Debtor and Creditor

Bank Account Seizures

By Amy Loftsgordon, Attorney
Learn how a judgment creditor can seize money from your bank account.

If you don’t pay your debts, the money in your bank account could be at risk. To take your bank funds, most creditors have to first file a lawsuit against you and get a judgment from the court. Once the creditor has a money judgment, it can use a special collection procedure called “levying” (seizing) your bank account to get paid. Fortunately, certain benefits like Social Security are off limits from this process—at least to some extent.

Seizure Process

Most creditors need to go to court and get a judgment against you before they can levy your bank account. Some creditors though, such as the IRS, can seize money from a bank account without first getting permission from a court. Before doing this, the IRS will send you a “Notice and Demand for Payment” (a tax bill). If you don’t agree that you owe taxes, call the number provided on the notice to discuss the situation with the IRS. If you can’t resolve the matter, the IRS will send a “Final Notice of Intent to Levy and Notice of Your Right to A Hearing” at least 30 days before seizing your account. After you receive the second notice, you can request a hearing with the IRS if you think the levy is inappropriate.
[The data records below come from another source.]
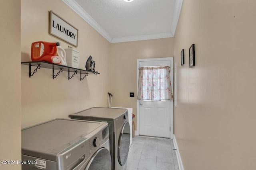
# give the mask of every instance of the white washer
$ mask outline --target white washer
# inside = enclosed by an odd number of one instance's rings
[[[126,169],[131,135],[127,109],[92,107],[68,116],[71,119],[108,122],[112,170]]]
[[[21,133],[23,170],[112,168],[106,123],[56,119]]]

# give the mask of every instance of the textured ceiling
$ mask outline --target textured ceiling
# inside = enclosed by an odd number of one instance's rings
[[[62,0],[111,43],[172,37],[182,0]]]

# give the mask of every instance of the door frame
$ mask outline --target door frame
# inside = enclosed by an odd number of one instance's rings
[[[151,59],[137,59],[137,91],[136,95],[138,95],[138,84],[139,76],[139,67],[140,66],[140,61],[160,61],[162,60],[170,60],[171,63],[172,63],[172,65],[170,66],[172,69],[170,69],[171,71],[171,82],[172,83],[172,90],[173,94],[173,57],[164,57],[164,58],[154,58]],[[173,138],[173,101],[171,101],[170,104],[170,127],[171,130],[170,132],[170,139]],[[135,135],[138,136],[140,134],[140,101],[137,99],[137,128]]]

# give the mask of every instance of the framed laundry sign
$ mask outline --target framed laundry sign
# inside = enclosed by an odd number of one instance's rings
[[[52,11],[50,12],[49,33],[77,47],[78,30]]]

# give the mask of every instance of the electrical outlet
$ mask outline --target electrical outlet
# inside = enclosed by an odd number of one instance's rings
[[[130,97],[134,97],[134,93],[130,93]]]

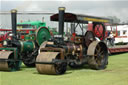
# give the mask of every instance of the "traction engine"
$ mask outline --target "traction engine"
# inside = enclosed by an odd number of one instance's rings
[[[34,34],[28,34],[32,40],[22,40],[16,31],[17,10],[11,10],[11,19],[12,34],[9,37],[12,39],[4,40],[0,48],[0,70],[19,70],[22,61],[28,67],[34,67],[39,47],[51,37],[50,32],[46,27],[39,27]]]
[[[105,26],[109,19],[87,15],[77,15],[65,13],[65,8],[60,7],[59,13],[52,15],[52,21],[59,22],[59,35],[54,36],[41,44],[39,54],[36,58],[36,68],[40,74],[64,74],[67,65],[71,68],[81,67],[85,64],[92,69],[105,69],[108,64],[108,50],[104,43]],[[92,28],[84,34],[81,24],[88,24],[91,21]],[[75,23],[74,27],[79,26],[82,35],[76,35],[75,29],[73,36],[65,40],[64,22]],[[102,36],[96,36],[94,28],[104,29]],[[97,38],[100,39],[98,41]]]

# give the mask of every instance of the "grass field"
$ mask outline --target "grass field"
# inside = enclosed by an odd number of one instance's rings
[[[0,72],[0,85],[128,85],[128,53],[109,57],[107,69],[68,68],[64,75],[40,75],[36,68]]]

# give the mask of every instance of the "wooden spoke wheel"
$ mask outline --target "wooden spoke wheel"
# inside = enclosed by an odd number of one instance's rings
[[[93,33],[100,40],[104,40],[105,37],[105,26],[101,23],[95,23],[93,25]]]
[[[87,31],[84,37],[84,44],[88,47],[95,39],[95,36],[92,31]]]

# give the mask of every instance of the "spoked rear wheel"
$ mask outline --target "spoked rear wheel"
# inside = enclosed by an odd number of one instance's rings
[[[90,51],[90,52],[89,52]],[[108,51],[103,42],[94,41],[88,48],[88,64],[92,69],[105,69],[108,64]]]

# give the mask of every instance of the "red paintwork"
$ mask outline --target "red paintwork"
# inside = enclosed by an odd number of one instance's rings
[[[120,48],[108,48],[108,50],[110,53],[128,52],[128,46]]]
[[[22,29],[17,31],[35,31],[36,29]],[[12,29],[0,29],[0,31],[12,31]]]

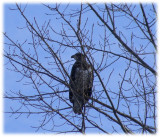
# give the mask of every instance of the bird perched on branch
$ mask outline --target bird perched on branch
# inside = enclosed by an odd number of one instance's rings
[[[81,53],[71,56],[76,62],[74,63],[70,76],[69,99],[73,103],[75,114],[81,114],[88,97],[92,94],[93,87],[93,69]]]

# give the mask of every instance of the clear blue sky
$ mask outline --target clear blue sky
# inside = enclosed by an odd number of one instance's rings
[[[72,8],[77,8],[79,7],[79,5],[72,5]],[[7,33],[8,36],[10,36],[14,41],[18,40],[19,43],[23,43],[26,39],[28,41],[30,41],[31,39],[31,35],[28,32],[27,29],[18,29],[18,28],[23,28],[26,26],[24,19],[22,19],[22,17],[20,16],[19,12],[15,11],[15,10],[10,10],[10,9],[14,9],[15,5],[14,4],[5,4],[4,5],[4,32]],[[32,4],[32,5],[28,5],[25,11],[25,15],[26,17],[33,22],[34,17],[36,17],[36,20],[39,24],[39,26],[43,25],[43,23],[45,21],[49,21],[51,19],[51,24],[54,27],[54,29],[59,30],[61,28],[59,22],[57,20],[55,20],[55,18],[53,19],[51,16],[47,16],[45,15],[45,13],[50,13],[49,10],[47,10],[46,7],[44,7],[41,4]],[[85,16],[88,16],[91,18],[89,18],[89,22],[97,22],[98,20],[96,18],[94,18],[93,15],[91,14],[86,14]],[[84,17],[85,18],[85,17]],[[74,21],[75,25],[76,25],[76,20]],[[118,21],[119,25],[125,25],[128,24],[128,22],[124,22],[123,20],[119,19]],[[18,28],[17,28],[18,27]],[[88,26],[91,27],[91,26]],[[102,30],[95,30],[95,33],[100,34],[103,33]],[[130,33],[129,30],[126,33]],[[139,33],[138,31],[135,33]],[[129,35],[126,34],[126,37],[129,39]],[[58,37],[57,37],[58,39]],[[98,40],[97,37],[94,36],[94,43],[98,44]],[[112,40],[113,37],[110,38],[110,40]],[[114,40],[114,39],[113,39]],[[140,41],[137,41],[137,43],[140,43]],[[4,47],[5,50],[8,50],[6,47]],[[56,49],[56,48],[55,48]],[[114,49],[114,47],[113,47]],[[149,50],[149,49],[148,49]],[[65,52],[63,53],[63,61],[71,61],[71,55],[73,55],[74,53],[76,53],[76,50],[69,50],[66,49]],[[115,52],[119,52],[117,50],[117,48],[115,48]],[[97,55],[97,60],[100,59],[100,57]],[[43,55],[42,55],[43,56]],[[45,55],[44,55],[45,56]],[[152,62],[153,58],[146,58],[146,60],[148,62]],[[43,63],[45,63],[45,60],[42,58],[41,61]],[[5,62],[5,61],[4,61]],[[71,61],[69,64],[73,64],[73,61]],[[68,64],[68,65],[69,65]],[[117,64],[113,65],[110,69],[107,69],[105,72],[103,72],[104,74],[102,74],[104,77],[107,73],[110,73],[112,71],[112,69],[114,69],[114,74],[111,77],[110,81],[115,81],[118,80],[118,74],[119,72],[124,72],[124,66],[125,62],[121,61],[121,64],[117,67]],[[66,67],[68,67],[68,65],[66,65]],[[33,90],[32,87],[24,85],[24,83],[19,83],[16,82],[21,78],[21,75],[13,72],[13,71],[9,71],[6,68],[10,68],[11,65],[8,64],[7,66],[4,67],[4,92],[10,92],[10,90],[14,91],[23,91],[26,95],[32,95],[33,93],[31,93],[31,91]],[[68,72],[70,72],[71,67],[69,67]],[[25,82],[25,81],[24,81]],[[113,82],[109,83],[108,86],[110,87],[110,89],[115,89],[118,90],[118,84],[115,86],[115,84]],[[10,111],[11,107],[15,107],[18,108],[19,107],[19,103],[18,102],[14,102],[12,100],[5,100],[4,102],[4,111]],[[92,110],[91,110],[92,111]],[[33,115],[33,116],[29,116],[27,117],[27,115],[11,115],[11,114],[5,114],[4,115],[4,132],[5,133],[34,133],[35,129],[33,128],[34,126],[38,126],[39,125],[39,121],[41,116],[37,116],[37,115]],[[33,127],[31,127],[33,126]],[[51,126],[51,125],[48,125]],[[116,126],[116,125],[115,125]],[[108,125],[108,121],[106,121],[106,127],[109,127]],[[67,128],[67,127],[66,127]],[[64,129],[64,127],[63,127]],[[62,129],[62,130],[63,130]],[[43,130],[39,130],[38,132],[46,132]],[[94,133],[96,132],[96,130],[90,130],[89,132]]]

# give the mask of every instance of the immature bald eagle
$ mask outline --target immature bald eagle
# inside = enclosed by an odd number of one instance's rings
[[[76,62],[71,70],[69,99],[73,103],[74,113],[81,114],[83,106],[92,94],[93,69],[83,54],[76,53],[71,58]]]

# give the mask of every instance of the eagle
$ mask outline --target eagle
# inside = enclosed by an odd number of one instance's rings
[[[70,75],[69,100],[73,103],[74,113],[80,115],[92,95],[93,68],[82,53],[76,53],[71,58],[76,62],[72,66]]]

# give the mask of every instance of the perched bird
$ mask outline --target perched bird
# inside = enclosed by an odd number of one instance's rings
[[[93,69],[81,53],[71,56],[76,62],[73,64],[70,76],[69,99],[73,103],[75,114],[81,114],[83,106],[89,100],[93,87]]]

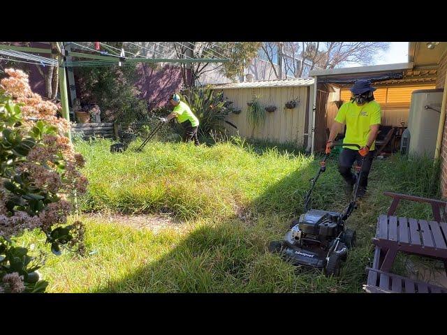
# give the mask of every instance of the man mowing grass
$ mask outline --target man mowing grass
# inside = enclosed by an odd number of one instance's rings
[[[368,174],[374,157],[374,141],[381,118],[380,105],[374,101],[372,93],[375,90],[369,80],[359,80],[355,82],[351,89],[351,100],[340,107],[326,143],[325,152],[329,154],[333,147],[339,125],[346,124],[346,131],[343,143],[356,144],[360,147],[358,150],[353,147],[343,146],[340,153],[339,172],[346,181],[344,188],[348,195],[352,193],[356,184],[355,175],[352,174],[351,168],[356,161],[360,165],[362,157],[365,161],[357,193],[359,198],[365,195],[368,185]]]
[[[182,124],[186,131],[186,142],[193,140],[194,144],[200,145],[197,138],[197,130],[198,129],[198,119],[191,111],[189,106],[183,101],[180,101],[180,96],[173,94],[169,99],[169,102],[174,106],[173,112],[167,117],[163,118],[161,121],[165,123],[169,122],[171,119],[177,117],[179,123]]]

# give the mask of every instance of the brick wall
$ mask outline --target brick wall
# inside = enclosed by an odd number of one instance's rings
[[[446,71],[447,70],[447,52],[445,52],[439,61],[438,68],[438,77],[436,82],[436,88],[447,89],[444,87],[446,80]],[[447,121],[447,119],[446,119]],[[444,132],[442,139],[442,147],[441,147],[441,189],[442,197],[447,198],[447,122],[444,124]]]

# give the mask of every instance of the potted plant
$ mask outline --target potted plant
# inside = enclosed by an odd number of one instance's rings
[[[285,107],[287,110],[293,110],[295,108],[298,104],[299,100],[297,98],[296,99],[291,100],[290,101],[287,101],[285,105]]]
[[[263,124],[265,119],[265,108],[256,95],[253,96],[247,112],[248,123],[253,126],[254,131],[254,128]]]
[[[76,117],[80,124],[89,124],[90,123],[90,113],[84,112],[82,110],[76,111]]]
[[[93,107],[89,110],[90,115],[94,121],[94,122],[101,122],[101,110],[98,105],[94,105]]]
[[[275,110],[277,110],[277,106],[274,106],[274,105],[268,105],[268,106],[265,106],[265,110],[267,112],[268,112],[269,113],[272,113],[273,112],[274,112]]]
[[[337,100],[336,101],[334,101],[334,103],[337,106],[337,108],[338,108],[339,110],[340,109],[340,107],[342,107],[342,105],[343,105],[344,103],[344,100]]]

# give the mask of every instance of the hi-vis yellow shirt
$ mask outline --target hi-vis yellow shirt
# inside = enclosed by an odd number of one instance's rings
[[[346,133],[343,143],[353,143],[360,147],[365,147],[369,135],[369,126],[380,124],[381,114],[380,105],[374,100],[361,106],[358,106],[355,102],[344,103],[335,119],[337,122],[346,125]],[[369,150],[374,150],[375,147],[374,141]],[[358,149],[355,147],[343,147]]]
[[[179,104],[174,107],[173,112],[177,114],[177,119],[180,124],[186,120],[189,120],[193,127],[198,126],[198,119],[197,119],[196,115],[191,111],[188,105],[183,101],[180,101]]]

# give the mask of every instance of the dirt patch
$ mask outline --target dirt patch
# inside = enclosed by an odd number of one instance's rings
[[[406,267],[409,278],[447,288],[447,276],[442,262],[421,262],[407,260]]]
[[[119,223],[138,229],[149,229],[157,233],[166,228],[179,230],[184,224],[177,221],[168,215],[140,214],[124,215],[108,213],[90,213],[87,218],[108,223]]]

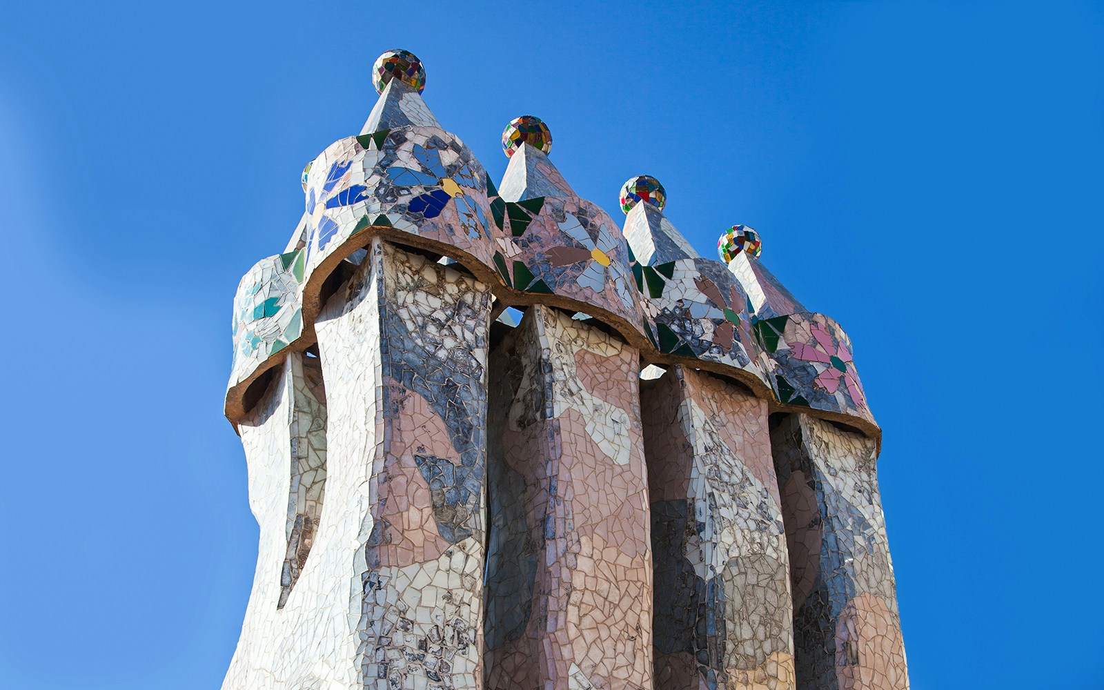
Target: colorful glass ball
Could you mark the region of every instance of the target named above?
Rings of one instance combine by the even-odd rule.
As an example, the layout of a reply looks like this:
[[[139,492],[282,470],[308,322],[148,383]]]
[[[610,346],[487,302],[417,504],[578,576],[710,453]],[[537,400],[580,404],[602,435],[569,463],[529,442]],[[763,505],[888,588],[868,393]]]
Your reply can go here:
[[[315,164],[315,161],[310,161],[302,168],[302,191],[307,191],[307,176],[310,174],[310,167]]]
[[[506,151],[506,157],[513,156],[523,144],[545,153],[552,151],[552,132],[544,120],[535,115],[522,115],[510,120],[502,130],[502,150]]]
[[[630,178],[622,185],[622,211],[628,213],[641,200],[662,211],[667,205],[667,191],[659,180],[650,174]]]
[[[763,240],[757,232],[746,225],[733,225],[716,241],[716,253],[721,261],[728,264],[741,252],[757,257],[763,253]]]
[[[425,68],[417,55],[410,51],[395,49],[380,55],[372,65],[372,76],[375,79],[375,91],[380,94],[393,78],[406,82],[420,94],[425,89]]]

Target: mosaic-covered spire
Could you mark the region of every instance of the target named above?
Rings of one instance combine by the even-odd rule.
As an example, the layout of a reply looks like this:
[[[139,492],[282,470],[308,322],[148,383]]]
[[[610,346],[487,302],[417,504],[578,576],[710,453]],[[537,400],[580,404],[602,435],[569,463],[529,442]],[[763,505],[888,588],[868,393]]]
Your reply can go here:
[[[510,120],[502,131],[502,151],[510,158],[498,187],[503,200],[578,195],[549,160],[551,150],[552,132],[539,117],[522,115]]]
[[[654,181],[652,189],[660,190],[658,195],[649,195],[646,203],[638,203],[643,199],[639,197],[633,199],[627,194],[636,195],[635,192],[626,191],[635,190],[636,181],[641,178]],[[645,266],[666,264],[680,258],[701,257],[701,254],[687,242],[682,233],[676,230],[660,210],[667,200],[662,189],[659,181],[650,176],[633,178],[622,187],[622,209],[626,213],[625,229],[622,232],[636,261]],[[625,209],[626,205],[628,209]]]
[[[751,235],[746,234],[749,231]],[[736,250],[737,244],[739,250]],[[786,289],[786,286],[757,258],[763,251],[763,241],[758,233],[746,225],[734,225],[721,235],[716,246],[721,261],[729,259],[726,261],[729,270],[736,276],[736,280],[747,293],[747,302],[754,317],[771,319],[807,311],[793,293]]]
[[[389,60],[396,55],[404,55],[405,62],[399,66],[392,66]],[[416,68],[411,65],[416,63]],[[407,65],[402,68],[402,64]],[[395,72],[401,77],[395,77]],[[411,73],[407,75],[407,73]],[[425,88],[425,70],[421,61],[413,53],[406,51],[388,51],[375,61],[373,70],[374,86],[380,92],[380,99],[375,102],[372,114],[368,116],[368,121],[361,128],[360,134],[367,135],[381,129],[394,129],[413,125],[416,127],[440,127],[440,123],[429,112],[429,107],[422,100],[422,89]]]

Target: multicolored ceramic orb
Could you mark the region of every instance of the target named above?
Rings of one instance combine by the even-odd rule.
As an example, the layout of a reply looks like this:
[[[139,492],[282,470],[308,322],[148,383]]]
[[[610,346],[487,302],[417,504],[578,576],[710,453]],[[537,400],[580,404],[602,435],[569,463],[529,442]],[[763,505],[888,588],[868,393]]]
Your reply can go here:
[[[667,191],[659,180],[650,174],[630,178],[622,185],[622,211],[628,213],[638,201],[644,200],[660,211],[667,205]]]
[[[380,55],[372,65],[372,75],[375,79],[375,91],[380,94],[392,78],[406,82],[420,94],[425,89],[425,68],[422,67],[422,61],[417,55],[410,51],[395,49]]]
[[[506,151],[506,157],[513,156],[523,144],[545,153],[552,150],[552,132],[544,120],[535,115],[522,115],[510,120],[502,130],[502,150]]]
[[[302,167],[302,191],[307,191],[307,176],[310,174],[310,167],[315,164],[315,161],[310,161]]]
[[[728,264],[741,252],[757,257],[763,253],[763,240],[757,232],[746,225],[733,225],[716,241],[716,253],[721,261]]]

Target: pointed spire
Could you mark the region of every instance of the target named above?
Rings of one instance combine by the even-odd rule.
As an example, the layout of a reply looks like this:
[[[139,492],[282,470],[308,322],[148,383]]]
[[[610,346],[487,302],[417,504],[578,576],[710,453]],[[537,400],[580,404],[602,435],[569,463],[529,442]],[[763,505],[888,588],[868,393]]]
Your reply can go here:
[[[746,225],[730,227],[718,240],[716,253],[747,294],[750,310],[754,315],[753,320],[807,311],[793,293],[760,263],[763,240],[751,227]]]
[[[422,100],[425,88],[425,70],[413,53],[401,50],[388,51],[375,61],[372,68],[375,91],[380,99],[361,128],[367,135],[381,129],[394,129],[413,125],[415,127],[440,127],[440,123]]]
[[[633,250],[633,256],[645,266],[701,257],[682,233],[664,216],[662,208],[666,204],[667,192],[664,185],[650,174],[629,178],[622,185],[620,206],[626,214],[622,234]]]
[[[701,257],[664,212],[650,203],[638,203],[629,210],[622,233],[633,256],[645,266]]]
[[[541,118],[522,115],[502,130],[502,151],[510,158],[499,195],[505,201],[524,201],[534,197],[577,197],[549,160],[552,132]]]

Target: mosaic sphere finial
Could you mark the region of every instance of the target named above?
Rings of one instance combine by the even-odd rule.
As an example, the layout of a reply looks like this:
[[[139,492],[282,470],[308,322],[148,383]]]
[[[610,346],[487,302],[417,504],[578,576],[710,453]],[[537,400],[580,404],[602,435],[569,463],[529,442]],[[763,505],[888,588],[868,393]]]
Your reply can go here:
[[[622,211],[628,213],[639,201],[647,201],[660,211],[667,205],[667,190],[650,174],[629,178],[622,184]]]
[[[544,120],[535,115],[522,115],[510,120],[502,130],[502,150],[506,151],[506,157],[513,156],[523,144],[545,153],[552,150],[552,132]]]
[[[310,167],[314,164],[315,161],[310,161],[302,167],[302,177],[300,178],[300,180],[302,180],[302,191],[307,191],[307,176],[310,174]]]
[[[417,55],[410,51],[395,49],[375,59],[375,64],[372,65],[372,79],[376,93],[382,94],[388,82],[393,78],[406,82],[420,94],[425,91],[425,68]]]
[[[728,264],[741,252],[758,257],[763,253],[763,238],[746,225],[733,225],[716,241],[716,253]]]

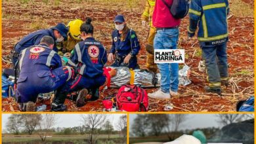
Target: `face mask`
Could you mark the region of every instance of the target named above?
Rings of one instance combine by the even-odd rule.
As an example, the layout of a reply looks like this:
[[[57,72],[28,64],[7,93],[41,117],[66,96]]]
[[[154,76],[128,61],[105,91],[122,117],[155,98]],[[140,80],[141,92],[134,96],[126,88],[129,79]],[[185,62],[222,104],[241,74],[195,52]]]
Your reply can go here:
[[[62,42],[62,41],[63,41],[63,40],[64,40],[64,37],[62,36],[61,36],[60,38],[58,38],[57,40],[56,40],[56,42],[57,42],[57,43]]]
[[[125,24],[115,24],[115,26],[116,29],[121,31],[125,27]]]

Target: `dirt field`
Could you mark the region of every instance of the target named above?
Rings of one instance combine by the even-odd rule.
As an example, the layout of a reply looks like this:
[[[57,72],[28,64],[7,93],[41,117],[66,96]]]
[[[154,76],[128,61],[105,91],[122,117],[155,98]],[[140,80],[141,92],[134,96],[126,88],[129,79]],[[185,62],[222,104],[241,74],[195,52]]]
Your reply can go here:
[[[111,32],[114,28],[113,20],[117,14],[125,16],[129,26],[132,27],[139,37],[141,50],[138,56],[139,63],[143,67],[146,63],[145,43],[148,27],[141,26],[140,16],[144,9],[143,0],[130,1],[3,1],[3,55],[9,54],[13,45],[29,33],[43,28],[48,28],[58,22],[67,24],[70,20],[86,16],[93,18],[95,36],[109,50],[111,47]],[[228,54],[230,84],[223,87],[222,96],[205,94],[206,75],[199,72],[198,65],[201,59],[201,50],[196,38],[188,41],[186,36],[188,18],[182,21],[179,46],[186,50],[186,63],[191,67],[192,83],[188,86],[179,88],[179,98],[168,101],[150,99],[150,111],[163,111],[165,105],[173,105],[171,111],[235,111],[238,100],[244,99],[254,94],[253,43],[254,20],[253,0],[230,1],[231,14],[228,20],[230,41]],[[242,10],[233,3],[240,3]],[[235,7],[236,6],[236,7]],[[243,11],[244,10],[244,11]],[[3,68],[10,65],[3,63]],[[70,111],[102,111],[101,99],[117,92],[117,89],[106,90],[100,93],[100,99],[88,103],[81,108],[67,99]],[[148,92],[156,89],[148,89]],[[50,101],[37,103],[47,105]],[[17,103],[12,98],[3,99],[3,111],[18,111]]]

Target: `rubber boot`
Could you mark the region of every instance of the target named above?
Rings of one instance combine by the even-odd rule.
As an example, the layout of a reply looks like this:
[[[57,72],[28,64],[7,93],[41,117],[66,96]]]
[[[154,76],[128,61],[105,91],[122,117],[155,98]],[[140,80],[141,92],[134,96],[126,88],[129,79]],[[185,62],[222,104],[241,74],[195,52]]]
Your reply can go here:
[[[21,111],[36,111],[35,103],[31,101],[27,103],[20,103],[19,108]]]
[[[78,94],[78,96],[75,100],[76,106],[83,107],[85,105],[85,97],[88,94],[88,90],[86,88],[83,88]]]
[[[209,86],[205,86],[203,89],[207,92],[216,93],[217,94],[221,94],[221,87],[210,87]]]
[[[67,109],[67,106],[64,104],[67,96],[67,92],[60,92],[56,90],[52,103],[52,111],[64,111]]]

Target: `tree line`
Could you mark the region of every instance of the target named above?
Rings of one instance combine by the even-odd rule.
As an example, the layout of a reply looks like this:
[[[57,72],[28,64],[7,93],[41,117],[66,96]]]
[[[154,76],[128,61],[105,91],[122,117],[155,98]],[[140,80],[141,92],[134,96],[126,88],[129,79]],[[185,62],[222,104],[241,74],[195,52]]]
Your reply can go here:
[[[186,125],[186,122],[191,118],[189,115],[186,114],[137,115],[131,126],[129,135],[135,137],[166,135],[170,141],[173,141],[183,134],[192,134],[194,130],[180,130],[181,127]],[[245,119],[254,118],[254,115],[220,114],[215,115],[215,120],[220,126],[225,126]],[[209,137],[219,130],[219,128],[209,127],[200,130]]]
[[[96,143],[95,135],[105,134],[110,141],[112,134],[119,134],[126,141],[127,116],[121,115],[114,126],[110,122],[111,117],[104,114],[88,114],[80,116],[81,126],[72,128],[54,128],[58,115],[54,114],[12,114],[6,122],[9,133],[18,134],[37,134],[45,141],[51,134],[87,135],[89,143]],[[114,126],[117,130],[114,130]]]

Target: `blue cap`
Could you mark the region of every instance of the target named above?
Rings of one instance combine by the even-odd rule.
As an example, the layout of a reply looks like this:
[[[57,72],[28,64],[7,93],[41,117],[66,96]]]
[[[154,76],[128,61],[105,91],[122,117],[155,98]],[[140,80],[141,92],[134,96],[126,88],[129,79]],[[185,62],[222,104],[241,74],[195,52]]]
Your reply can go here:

How a Creditor Gets a Judgment

If a creditor sues you and you don’t respond to the lawsuit, the creditor will win “by default.” Normally, the judge will award the creditor a judgment (a court order that you pay money to the creditor) that reflects what it asked for in the complaint (the court document that started the lawsuit). When debtors do respond to the lawsuit and lose, the creditor will get a judgment that, again, usually reflects the amount specified in the complaint. And if the parties settle, the judgment will reflect the amount that they settled for. In all of these scenarios, the victorious creditor will end up with a judgment that states the total amount of money you owe to the creditor. Once the creditor obtains the judgment, it can get a court order—called a “garnishment” or “attachment”—requiring your bank to seize the money in your bank account.

What Happens Next

Once the bank receives the court order, it freezes (places a hold on) the funds in your bank account up to the amount of the judgment—possibly all the money you have in the account. You won’t be able to withdraw that money or use the funds to cover checks you’ve written.

Next, you’ll get a notice that the creditor has levied your bank account. The “Notice of Levy” will likely state that “certain property, owned by you, or owed to you, is being held or taken to pay the claim of the creditor.” The notice will describe the property (the bank account) and will also explain how you can claim any exemptions that will allow you to keep some or all of your money. You should then determine which funds, if any, are exempt from seizure (see “Exempt Funds,” below).

The bank will eventually send any non-exempt funds to the creditor to pay off the debt.

Exempt Funds

A creditor cannot seize “exempt” money. A U.S. Department of Treasury rule requires your bank to protect certain federal benefits—for example, Social Security or veterans’ benefits in most cases—from creditors. (Also, your state laws may provide protection against seizure for money you have in a bank account.)

Under the Treasury rule, the bank must protect two months’ worth of federal benefits from seizure. Theoretically, this protection is automatic when the government sends you benefits through direct deposit, because the bank will have a record of all such deposits. In theory, it shouldn’t matter whether the funds are in their own, separate account, or co-mingled with other monies. For example, suppose you receive $500 in Social Security each month through direct deposit into an account that holds $7,000. If you owe $10,000, the creditor can seize $6,000 from this account (the creditor will have to look elsewhere to make up the rest).

Even with direct deposit, however, there’s a catch. The process of sorting out funds can be complicated if you’ve co-mingled your money by putting both exempt and non-exempt funds in the same bank account. When you know that a creditor has a judgment against you, it’s a good idea to plan ahead and keep exempt funds in a separate account.

If you receive your benefits by paper check, or if you transfer the funds into another account after an initial direct deposit, the bank won’t automatically protect your money. You’ll have to go to court to prove that the funds are protected federal benefits that the creditor can’t take.

Getting Help

If you already have a judgment against you and you want to avoid a bank account seizure, consider contacting an attorney. You can also seek help from a legal aid office or legal clinic in your area.

Questions for Your Attorney

  • Can the bank freeze my account without letting me know beforehand?
  • Is my Social Security exempt if I owe back taxes or child support?
  • Will the bank notify me if it automatically protects my federal benefits?